Son dinámicas muy complejas, uno no puede decir que en 20 años esto se acaba. Para algunas sí, pero para muchas va a depender de programas y apoyos. El panorama es inquietante, la precariedad es enorme, pero lo que va a pasar no está tan claro.
Están los Pirá Paraná en el Vaupés, que tienen mucha vitalidad, y usted dice que eso tiene que ver con que están más alejados...
Esta gente, que se podría considerar como de la más conservadora de Colombia, ¿sabe qué problema tenían hace poco? Que los niños veían películas pornográficas en sus celulares. ¿Significa que todo está perdido? No (risas), las cosas han llegado y hay que aprender a manejarlas. O sea, la modernidad está en todas partes, el tema es cómo mantenemos las fuentes de sentido, de significación, de pensamiento que nos han legado. Tenemos que pensar el régimen de la coexistencia, del bilingüismo o multilingüismo.
Lo que hay que transmitir es que la sociedad mayoritaria les dé reconocimiento y respete lo que dicen, no proyectar sus esquemas educativos o civilizatorios. Por eso la Constitución del 91 representó un avance real en autonomía, y la lengua es parte de eso. La lucha fundamental es conseguir más autonomía, pero el sentido político profundo de eso todavía es muy complicado.
La modernidad está en todas partes, el tema es cómo convivimos con ella y cómo mantenemos las fuentes de sentido, de significación, de pensamiento que nos han legado.
¿Por qué es importante abogar para preservar las lenguas de cada pueblo en lugar de unificarnos con el español, por ejemplo?
En el Vaupés, usted pasa de un valle a otro y cambia la lengua. Hay 19 lenguas. Siguiendo el razonamiento de la pregunta, uno dice: ¿pero por qué esta gente, que vive en el mismo entorno, tiene los mismos esquemas religiosos, etcétera, se empeña en hablar lenguas distintas? En la sociedad amazónica, la creación del lazo social es más importante que la creación de la comunicación. ¿A dónde voy? A que la lengua tiene muchas funciones: de memoria, visión del mundo, una calidad afectiva al hablar en una lengua y no en otra, que los literatos conocen muy bien por todo lo que significa la traducción de García Márquez al inglés o de Shakespeare al español, y las dificultades por ser universos muy distintos.
El tema no es el éxito de la comunicación, es el intercambio de experiencias distintas que aportan a la inteligencia, al afecto, a la sensibilidad, y por eso luchamos. No para que sigan diciendo oko en vez de agua, sino porque con oko vienen cantidad de cosas, lo mismo que con agua. O sea, el hombre no es solo pragmática, es poesía. Se trata de la experiencia que transmite la memoria de la humanidad. Lo que existe aquí en Colombia no es una invención de ideólogos, es que aún hay un millón de personas que usan mecanismos de ideación, de expresión, de sensibilidad distintos.

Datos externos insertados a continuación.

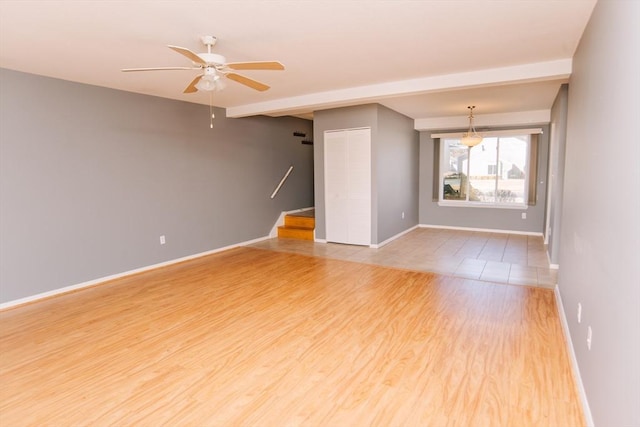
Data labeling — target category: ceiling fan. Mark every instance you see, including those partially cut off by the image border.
[122,36,284,93]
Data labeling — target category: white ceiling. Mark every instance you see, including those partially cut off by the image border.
[0,0,595,123]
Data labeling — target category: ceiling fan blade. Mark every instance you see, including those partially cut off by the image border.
[183,74,204,93]
[169,45,207,65]
[227,73,269,92]
[121,67,200,73]
[225,61,284,70]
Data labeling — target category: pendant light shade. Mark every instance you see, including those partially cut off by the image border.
[460,105,482,147]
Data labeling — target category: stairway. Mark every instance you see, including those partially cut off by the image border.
[278,209,316,240]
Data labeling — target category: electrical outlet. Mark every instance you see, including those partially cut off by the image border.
[578,303,582,323]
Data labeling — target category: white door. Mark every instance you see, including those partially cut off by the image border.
[324,128,371,245]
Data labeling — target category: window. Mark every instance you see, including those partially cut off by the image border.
[439,134,535,207]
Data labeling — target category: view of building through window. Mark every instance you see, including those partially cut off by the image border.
[440,135,529,206]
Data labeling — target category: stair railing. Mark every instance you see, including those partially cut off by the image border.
[271,165,293,199]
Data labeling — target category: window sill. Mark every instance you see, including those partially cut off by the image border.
[438,201,529,211]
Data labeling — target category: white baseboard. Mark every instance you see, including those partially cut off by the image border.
[0,236,269,310]
[553,285,594,427]
[369,225,418,249]
[269,206,315,238]
[418,224,542,237]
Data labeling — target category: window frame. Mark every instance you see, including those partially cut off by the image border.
[432,129,541,210]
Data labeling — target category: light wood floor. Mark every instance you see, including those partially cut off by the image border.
[251,228,557,289]
[0,248,584,426]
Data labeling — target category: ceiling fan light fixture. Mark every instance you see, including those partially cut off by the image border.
[196,67,220,92]
[460,105,482,147]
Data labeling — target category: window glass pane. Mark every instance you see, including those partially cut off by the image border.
[496,136,529,204]
[469,138,499,203]
[440,139,469,200]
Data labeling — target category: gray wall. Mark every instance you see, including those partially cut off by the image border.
[420,125,549,233]
[545,84,569,265]
[313,104,378,239]
[375,105,419,243]
[558,0,640,426]
[313,104,418,244]
[0,70,313,302]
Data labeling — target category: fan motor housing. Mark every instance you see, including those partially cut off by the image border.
[198,53,227,65]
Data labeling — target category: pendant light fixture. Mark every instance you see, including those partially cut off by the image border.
[460,105,482,147]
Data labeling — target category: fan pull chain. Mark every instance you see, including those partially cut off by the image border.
[209,92,216,129]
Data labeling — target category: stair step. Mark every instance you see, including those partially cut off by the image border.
[284,215,316,230]
[278,226,313,240]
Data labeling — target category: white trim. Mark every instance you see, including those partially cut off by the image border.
[418,224,542,237]
[369,225,418,249]
[431,127,542,138]
[269,206,315,238]
[553,285,594,427]
[227,58,572,118]
[438,200,529,211]
[413,110,551,131]
[0,236,270,310]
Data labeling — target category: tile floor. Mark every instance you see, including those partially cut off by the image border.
[249,228,557,288]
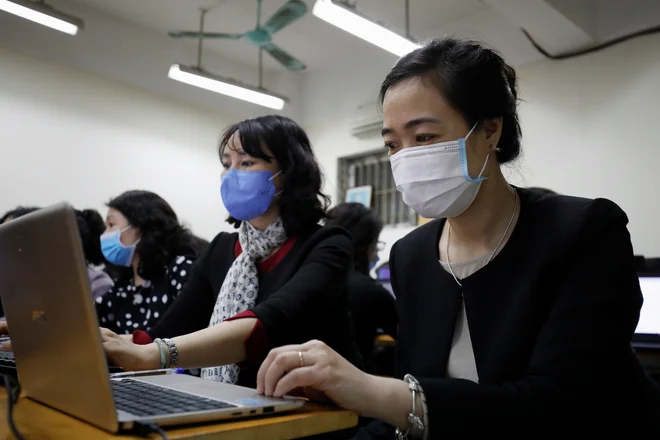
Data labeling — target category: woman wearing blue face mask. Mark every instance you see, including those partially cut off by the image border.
[102,116,360,386]
[96,191,196,334]
[253,39,660,439]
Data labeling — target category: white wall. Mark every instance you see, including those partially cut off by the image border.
[0,48,235,238]
[303,35,660,256]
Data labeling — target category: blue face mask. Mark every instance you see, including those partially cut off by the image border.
[101,226,140,267]
[220,168,281,221]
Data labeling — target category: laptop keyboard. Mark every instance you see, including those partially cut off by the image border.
[111,379,236,417]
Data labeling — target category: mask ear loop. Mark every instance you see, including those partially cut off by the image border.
[465,122,479,141]
[119,225,142,248]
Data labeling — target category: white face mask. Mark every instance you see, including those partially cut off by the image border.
[390,124,490,218]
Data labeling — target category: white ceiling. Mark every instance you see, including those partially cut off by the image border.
[68,0,487,70]
[0,0,660,120]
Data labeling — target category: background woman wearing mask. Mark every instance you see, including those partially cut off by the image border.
[75,209,114,300]
[258,39,660,438]
[96,191,196,334]
[325,203,397,372]
[102,116,359,386]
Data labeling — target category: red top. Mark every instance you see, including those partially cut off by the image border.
[133,237,296,368]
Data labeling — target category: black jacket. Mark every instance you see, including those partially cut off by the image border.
[348,270,398,368]
[148,226,361,387]
[360,189,660,438]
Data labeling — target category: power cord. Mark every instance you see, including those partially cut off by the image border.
[3,375,25,440]
[521,26,660,60]
[133,422,168,440]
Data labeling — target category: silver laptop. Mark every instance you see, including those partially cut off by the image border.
[0,203,303,433]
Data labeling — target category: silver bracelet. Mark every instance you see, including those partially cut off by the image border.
[154,338,168,369]
[396,374,426,440]
[163,338,179,368]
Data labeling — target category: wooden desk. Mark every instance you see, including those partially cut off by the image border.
[376,335,396,346]
[0,389,357,440]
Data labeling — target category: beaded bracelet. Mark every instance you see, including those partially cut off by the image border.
[154,338,168,369]
[163,338,179,368]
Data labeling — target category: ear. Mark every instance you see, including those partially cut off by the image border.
[482,117,503,148]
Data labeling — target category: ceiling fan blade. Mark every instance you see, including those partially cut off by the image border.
[261,0,307,34]
[261,43,307,71]
[168,31,243,40]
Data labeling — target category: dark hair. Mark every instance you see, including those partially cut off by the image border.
[325,203,383,274]
[527,186,559,194]
[108,191,196,281]
[380,38,522,163]
[219,115,330,237]
[75,209,105,266]
[0,206,41,225]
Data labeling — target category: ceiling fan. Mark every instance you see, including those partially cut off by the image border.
[169,0,307,71]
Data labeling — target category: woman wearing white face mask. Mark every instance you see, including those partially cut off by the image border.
[258,39,660,438]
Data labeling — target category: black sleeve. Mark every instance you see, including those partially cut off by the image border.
[354,242,404,440]
[252,228,353,347]
[416,199,642,438]
[148,234,223,339]
[373,284,399,338]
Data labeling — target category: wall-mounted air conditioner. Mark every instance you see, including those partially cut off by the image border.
[348,102,383,139]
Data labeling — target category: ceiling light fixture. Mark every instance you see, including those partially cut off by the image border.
[167,8,287,110]
[312,0,420,57]
[0,0,84,35]
[167,64,285,110]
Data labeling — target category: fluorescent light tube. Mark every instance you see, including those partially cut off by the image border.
[0,0,84,35]
[167,64,286,110]
[312,0,420,57]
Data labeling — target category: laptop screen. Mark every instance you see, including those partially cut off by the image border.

Un concepto o palabra indígena que destaque...
Los arhuacos tienen la palabra kunsamü, que asocia la figura del caracol a la idea del desarrollo del ser humano cuando es ordenado. Palabras como esta son interesantes pero de difícil traducción, porque juntan rasgos semánticos que no solemos asociar en nuestras lenguas occidentales. ¿Qué lección nos deja? La diversidad, como cuando leemos la Ilíada: entendemos una parte, y la que no, nos jala hacia otras cosas, nos abre el pensamiento. Eso está en las mitologías y las lenguas.
¿Podría definir los pueblos indígenas en una frase?
Son una parte de la memoria de la humanidad, y por lo tanto de todos.
Después de tantos años de trabajo, ¿cuál sería un sueño cumplido? ¿Que en Colombia pase qué?
Que se lograra el maridaje entre elementos de la tradición que inspiran, y del mundo occidental, que tiene valores fundamentales. Ese es el camino: respetar la diferencia, cultivarla e inspirarse en lo mejor de cada caso, con un criterio universal. Las culturas no son separadas. Hay una común humanidad que es importante mantener.
Todas las lenguas tienen cosas muy distintas, pero también elementos de semejanza. No les obligues a todos a lo mismo. Hay que adecuar la sensibilidad a un mundo más fraterno, más respetuoso. Y tratar de limitar la violencia. Es una lección permanente tener esta riqueza de Colombia. Por eso me quedé, porque sentí esta cosa tan increíble, pero el camino es largo.